Charlos and Shalria were their names but I never got to play with them, they never came to my room and Mom still didn't allow me out even after I was ten years old. My mother said that they had the 'disease' and didn't want me to get infected.
It was then that I snapped at her for the first time and we had our first argument.
"Why can they play outside and I can't!?"
She slapped me… for the first time in my life, I felt pain. And it was so painful that I just didn't feel like going against her again.
"Stop talking nonsense and go back to your bed, Ali!"
My kind mother was slipping far away… and I thought it was my fault.
One night I saw her crying worse than ever before, she didn't even try to hide it.

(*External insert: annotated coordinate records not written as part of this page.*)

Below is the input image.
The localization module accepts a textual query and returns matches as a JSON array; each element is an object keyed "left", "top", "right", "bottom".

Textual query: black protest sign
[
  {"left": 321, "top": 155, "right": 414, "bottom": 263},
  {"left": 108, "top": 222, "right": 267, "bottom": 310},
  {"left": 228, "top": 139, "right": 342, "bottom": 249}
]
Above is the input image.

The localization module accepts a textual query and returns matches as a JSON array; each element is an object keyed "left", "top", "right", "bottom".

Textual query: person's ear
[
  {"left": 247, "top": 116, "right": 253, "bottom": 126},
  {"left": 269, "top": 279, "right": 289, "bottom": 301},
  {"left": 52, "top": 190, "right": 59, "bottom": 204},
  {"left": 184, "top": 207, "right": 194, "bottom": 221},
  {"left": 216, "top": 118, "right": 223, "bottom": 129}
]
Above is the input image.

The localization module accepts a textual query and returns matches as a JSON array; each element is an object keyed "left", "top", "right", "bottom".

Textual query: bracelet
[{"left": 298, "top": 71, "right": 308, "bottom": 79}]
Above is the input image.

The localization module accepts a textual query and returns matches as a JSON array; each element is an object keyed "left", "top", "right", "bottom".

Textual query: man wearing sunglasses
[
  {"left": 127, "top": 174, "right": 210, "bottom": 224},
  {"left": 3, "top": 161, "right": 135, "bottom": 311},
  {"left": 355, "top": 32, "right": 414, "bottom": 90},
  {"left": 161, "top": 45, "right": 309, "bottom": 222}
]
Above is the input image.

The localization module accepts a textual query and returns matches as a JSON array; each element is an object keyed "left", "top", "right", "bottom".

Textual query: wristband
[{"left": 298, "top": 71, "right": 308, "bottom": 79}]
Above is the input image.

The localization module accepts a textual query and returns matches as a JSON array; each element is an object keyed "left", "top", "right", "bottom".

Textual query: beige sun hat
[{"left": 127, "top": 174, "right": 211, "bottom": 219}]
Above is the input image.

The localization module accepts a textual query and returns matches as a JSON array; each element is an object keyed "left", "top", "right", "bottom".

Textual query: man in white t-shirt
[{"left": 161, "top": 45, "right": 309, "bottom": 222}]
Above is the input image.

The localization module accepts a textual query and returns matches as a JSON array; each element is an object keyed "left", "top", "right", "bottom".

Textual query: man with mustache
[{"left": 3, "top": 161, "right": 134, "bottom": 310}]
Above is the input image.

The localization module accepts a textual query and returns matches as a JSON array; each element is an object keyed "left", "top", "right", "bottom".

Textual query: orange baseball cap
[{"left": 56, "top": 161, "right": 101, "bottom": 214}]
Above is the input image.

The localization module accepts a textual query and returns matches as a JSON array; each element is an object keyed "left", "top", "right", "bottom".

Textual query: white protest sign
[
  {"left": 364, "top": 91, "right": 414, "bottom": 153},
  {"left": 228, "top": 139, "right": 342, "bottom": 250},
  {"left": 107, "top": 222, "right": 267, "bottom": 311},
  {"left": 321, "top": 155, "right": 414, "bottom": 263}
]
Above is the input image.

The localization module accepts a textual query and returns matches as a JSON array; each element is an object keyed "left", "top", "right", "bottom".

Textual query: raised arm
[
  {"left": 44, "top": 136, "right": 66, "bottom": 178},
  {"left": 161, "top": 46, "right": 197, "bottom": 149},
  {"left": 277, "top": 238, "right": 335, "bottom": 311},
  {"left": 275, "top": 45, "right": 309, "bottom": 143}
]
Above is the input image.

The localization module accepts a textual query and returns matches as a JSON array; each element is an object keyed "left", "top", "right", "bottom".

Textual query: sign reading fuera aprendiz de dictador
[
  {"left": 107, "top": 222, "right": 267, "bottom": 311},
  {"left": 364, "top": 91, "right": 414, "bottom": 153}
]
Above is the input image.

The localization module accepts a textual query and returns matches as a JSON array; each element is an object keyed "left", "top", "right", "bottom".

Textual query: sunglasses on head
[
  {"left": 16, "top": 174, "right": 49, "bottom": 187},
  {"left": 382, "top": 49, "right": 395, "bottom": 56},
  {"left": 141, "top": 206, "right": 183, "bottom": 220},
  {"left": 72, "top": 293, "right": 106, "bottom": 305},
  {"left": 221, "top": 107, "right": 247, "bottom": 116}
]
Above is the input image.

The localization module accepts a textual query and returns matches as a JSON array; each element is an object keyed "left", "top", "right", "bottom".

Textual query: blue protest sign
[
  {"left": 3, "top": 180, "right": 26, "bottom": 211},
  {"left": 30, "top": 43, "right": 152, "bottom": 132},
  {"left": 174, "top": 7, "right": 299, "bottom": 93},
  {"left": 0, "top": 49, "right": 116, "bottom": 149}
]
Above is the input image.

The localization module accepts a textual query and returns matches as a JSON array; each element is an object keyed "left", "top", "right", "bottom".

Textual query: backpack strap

"Mom? I'm sorry… I won't complain again".
That didn't stop her. I saw a piece of paper lying at her feet, newspapers.
"Incident of God Valley. The Fall of the Rocks Pirates. Erase the evildoer from history…"
She was hopeful we would be saved from this world filled with disease… but that hope was gone. He'd never come, he was finished. Rocks D. Xebec, is that my father?
The days after that were even more anxious with people knocking on our doors, my mother would usually attend them but it would always end in arguments. One day she returned, panting and holding something special.
"Ali, eat this…! quickly!"
"What is this? It looks exotic"
It was a devil fruit, the suna suna no mi. A very powerful devil fruit that surely cost her a lot to get, she got it for me.
"Just eat it".
I did so, and the taste was something I'd never forget.
*PUAG!*
"It is horrible! This is the worst thing I have eaten!"
"Eat the rest of it, come on!"
After she saw me eat it, I saw her smile again after so long and I felt weird, my body started transforming into sand involuntarily and she explained to me what devil fruits were.
Even if it tasted like sh*t. As long as she smiled, I'd eat a hundred.